The Tragedy of Fentanyl In The News

Famous Hollywood actor and star Phillip Seymour Hoffman recently died due to a drug overdose. Hoffman struggled for many years to come to grips with his addiction problems and, sadly, police are investigating to see if fentanyl had something to do with his death. While heroin is what was found at the scene, investigators believe that due to fentanyl being lethal in such small doses it may have been the real cause or the assisted cause in Hoffman’s tragic death.

Fentanyl Addiction

Individuals battling Fentanyl addiction can seek evidence-based treatment options at Sobriety.ca Foundation. Here, the patients voice is taken seriously and we involve them in the shared decision-making process towards a Fentanyl-free life.

Fentanyl – What is it?

Fentanyl is a narcotic that has originated from clinical settings (e.g., hospital). Typically, it was used for both its analgesic and anesthetic properties during intense surgeries due to its potency- which is greater than that of morphine. This drug is typically administered through a lozenge or patch when a medical professional prescribes it. Outside of the clinical setting, it is often used as an adjunctive to other drugs. Reports reveal that there is a significant increase in the amount of this drug present in other drugs on the streets.

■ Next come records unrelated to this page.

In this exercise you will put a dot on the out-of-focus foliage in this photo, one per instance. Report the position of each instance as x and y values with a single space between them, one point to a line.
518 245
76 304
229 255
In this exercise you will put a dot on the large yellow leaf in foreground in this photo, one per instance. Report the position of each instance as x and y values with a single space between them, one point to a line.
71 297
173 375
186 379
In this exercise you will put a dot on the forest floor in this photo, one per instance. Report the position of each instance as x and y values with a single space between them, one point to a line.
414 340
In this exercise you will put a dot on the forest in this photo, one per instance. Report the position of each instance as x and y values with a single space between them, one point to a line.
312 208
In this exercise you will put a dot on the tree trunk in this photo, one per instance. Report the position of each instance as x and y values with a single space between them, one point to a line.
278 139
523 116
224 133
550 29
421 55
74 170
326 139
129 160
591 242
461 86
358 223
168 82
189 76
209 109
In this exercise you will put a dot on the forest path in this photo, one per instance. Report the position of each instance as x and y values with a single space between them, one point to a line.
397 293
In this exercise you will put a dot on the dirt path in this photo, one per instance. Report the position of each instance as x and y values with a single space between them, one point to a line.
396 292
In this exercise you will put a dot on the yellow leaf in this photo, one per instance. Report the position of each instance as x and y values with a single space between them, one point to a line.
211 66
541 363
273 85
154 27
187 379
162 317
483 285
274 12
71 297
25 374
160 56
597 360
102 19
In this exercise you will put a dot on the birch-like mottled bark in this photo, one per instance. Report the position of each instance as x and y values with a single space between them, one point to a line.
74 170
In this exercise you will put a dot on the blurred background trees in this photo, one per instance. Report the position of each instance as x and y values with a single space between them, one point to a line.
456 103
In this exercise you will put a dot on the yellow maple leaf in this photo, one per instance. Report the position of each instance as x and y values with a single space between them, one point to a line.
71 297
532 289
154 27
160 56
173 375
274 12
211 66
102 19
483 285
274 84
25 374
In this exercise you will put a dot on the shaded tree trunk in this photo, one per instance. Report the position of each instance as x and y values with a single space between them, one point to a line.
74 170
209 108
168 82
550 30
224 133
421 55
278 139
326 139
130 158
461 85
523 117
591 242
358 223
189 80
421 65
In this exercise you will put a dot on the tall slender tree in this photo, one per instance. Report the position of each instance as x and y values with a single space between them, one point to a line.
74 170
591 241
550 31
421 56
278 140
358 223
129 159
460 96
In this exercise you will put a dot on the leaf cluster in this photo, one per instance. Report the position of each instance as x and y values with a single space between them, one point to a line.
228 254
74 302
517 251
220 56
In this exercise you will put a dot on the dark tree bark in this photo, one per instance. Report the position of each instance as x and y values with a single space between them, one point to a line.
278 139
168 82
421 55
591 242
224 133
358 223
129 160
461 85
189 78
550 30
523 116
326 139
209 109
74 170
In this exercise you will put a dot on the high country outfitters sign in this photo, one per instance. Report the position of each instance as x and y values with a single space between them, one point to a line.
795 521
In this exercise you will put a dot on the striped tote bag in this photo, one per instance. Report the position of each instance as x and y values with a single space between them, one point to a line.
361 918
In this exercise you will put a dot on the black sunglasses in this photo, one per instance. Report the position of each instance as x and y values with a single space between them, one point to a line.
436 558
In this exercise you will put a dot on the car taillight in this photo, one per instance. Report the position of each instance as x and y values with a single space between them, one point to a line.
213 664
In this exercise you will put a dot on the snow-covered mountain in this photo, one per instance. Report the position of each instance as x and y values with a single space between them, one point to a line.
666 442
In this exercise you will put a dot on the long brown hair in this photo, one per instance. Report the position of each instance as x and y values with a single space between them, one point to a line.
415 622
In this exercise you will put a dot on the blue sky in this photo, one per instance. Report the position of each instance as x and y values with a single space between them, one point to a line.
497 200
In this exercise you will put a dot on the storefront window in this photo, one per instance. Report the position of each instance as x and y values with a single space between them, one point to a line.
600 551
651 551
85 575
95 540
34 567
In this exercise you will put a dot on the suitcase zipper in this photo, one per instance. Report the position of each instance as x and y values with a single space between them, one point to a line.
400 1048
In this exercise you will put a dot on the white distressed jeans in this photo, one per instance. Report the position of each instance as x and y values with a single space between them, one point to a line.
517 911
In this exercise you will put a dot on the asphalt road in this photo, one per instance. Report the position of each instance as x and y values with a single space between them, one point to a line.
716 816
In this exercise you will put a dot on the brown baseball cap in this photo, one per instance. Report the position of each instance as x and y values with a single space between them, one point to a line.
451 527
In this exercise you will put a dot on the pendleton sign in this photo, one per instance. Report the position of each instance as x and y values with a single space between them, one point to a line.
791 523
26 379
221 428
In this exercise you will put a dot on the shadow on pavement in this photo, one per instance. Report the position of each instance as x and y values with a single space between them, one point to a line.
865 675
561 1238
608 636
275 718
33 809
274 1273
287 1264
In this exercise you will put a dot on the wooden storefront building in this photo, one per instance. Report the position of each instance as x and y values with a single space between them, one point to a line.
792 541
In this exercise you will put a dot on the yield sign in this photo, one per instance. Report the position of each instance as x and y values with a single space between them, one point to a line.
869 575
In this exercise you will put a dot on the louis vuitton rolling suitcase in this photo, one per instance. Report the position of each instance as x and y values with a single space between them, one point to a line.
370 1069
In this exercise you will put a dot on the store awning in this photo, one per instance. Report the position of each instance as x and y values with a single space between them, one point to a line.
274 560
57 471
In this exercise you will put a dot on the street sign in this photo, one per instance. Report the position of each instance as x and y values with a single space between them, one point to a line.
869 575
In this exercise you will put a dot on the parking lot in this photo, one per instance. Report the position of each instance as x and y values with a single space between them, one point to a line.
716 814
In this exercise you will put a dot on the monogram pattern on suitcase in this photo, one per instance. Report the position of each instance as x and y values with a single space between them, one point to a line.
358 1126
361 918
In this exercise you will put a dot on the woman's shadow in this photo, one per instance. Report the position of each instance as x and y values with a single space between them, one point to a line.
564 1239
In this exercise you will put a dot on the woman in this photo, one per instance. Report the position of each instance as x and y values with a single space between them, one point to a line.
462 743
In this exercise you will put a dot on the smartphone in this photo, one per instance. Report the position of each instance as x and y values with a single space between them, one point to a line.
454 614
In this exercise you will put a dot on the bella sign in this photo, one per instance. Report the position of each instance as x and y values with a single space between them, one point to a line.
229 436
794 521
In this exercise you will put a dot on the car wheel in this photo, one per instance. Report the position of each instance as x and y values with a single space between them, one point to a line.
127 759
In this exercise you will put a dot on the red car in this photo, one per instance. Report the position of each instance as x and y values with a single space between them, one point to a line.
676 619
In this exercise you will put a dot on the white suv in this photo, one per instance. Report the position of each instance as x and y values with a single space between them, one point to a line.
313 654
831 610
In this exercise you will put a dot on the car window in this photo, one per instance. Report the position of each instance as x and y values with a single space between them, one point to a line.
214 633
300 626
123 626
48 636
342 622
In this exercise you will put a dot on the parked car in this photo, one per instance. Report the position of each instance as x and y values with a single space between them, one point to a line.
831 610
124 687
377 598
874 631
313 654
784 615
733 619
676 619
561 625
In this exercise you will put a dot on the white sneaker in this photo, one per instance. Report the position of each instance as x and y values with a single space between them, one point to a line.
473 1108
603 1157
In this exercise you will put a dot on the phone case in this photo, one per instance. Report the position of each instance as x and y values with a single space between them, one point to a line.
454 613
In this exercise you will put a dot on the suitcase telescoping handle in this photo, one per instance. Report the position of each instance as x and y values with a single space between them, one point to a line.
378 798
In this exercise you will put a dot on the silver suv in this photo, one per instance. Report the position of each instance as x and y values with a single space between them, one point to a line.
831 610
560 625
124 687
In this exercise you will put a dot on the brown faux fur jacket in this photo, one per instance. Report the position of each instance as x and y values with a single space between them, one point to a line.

How does Fentanyl Addiction Look?

Individuals with a Fentanyl addiction typically have a pre-existing opioid addiction. Generally speaking, individuals knowingly take the drug to compensate for tolerance to other less potent opioids. Alternatively, Fentanyl may be cut into other drugs, and users may consume it unknowingly. Unfortunately, addiction during first-time use is rare because most individuals without any previous opioid use result in an overdose.

Individuals who are addicted to this drug may experience irritation, diarrhea, stomach pains, nausea/vomiting, insomnia, fatigue, hyperthermia, muscle spasms and bone pain during withdrawal. These effects are intense and cause individuals to continue to seek out the drug to get rid of them. Oftentimes, the drug seeking behaviour is risky and can place the individual in dangerous situations. Symptoms of withdrawal can occur in as little as 12 hours, and continually progress until they eventually get better. This is why abstaining from this drug is difficult for users. Generally, it takes about a month for individuals to begin to feel normal again.

Effects of Fentanyl Use

  • Euphoria
  • Drowsiness
  • Confusion
  • Nausea
  • Vomiting
  • Tolerance
  • Analgesia
  • Psychological dependence
  • Physical dependence

Pharmacology – How does it work?

The mechanisms by which this drug works are similar to other opioids. The main difference is its potency. It requires less to produce the same effect as other opioids. Like Morphine, Fentanyl has antagonistic effects at the Mu receptor since it is structurally similar to naturally occurring opioids in the body. This drug effects both the Mu1 and Mu2 receptors. The former is involved in the analgesic effects of the drug where the latter often sedates users, makes them ill, causes anorexia or conversely, produces euphoria. These receptors are thought to be the ones involved in physical dependence.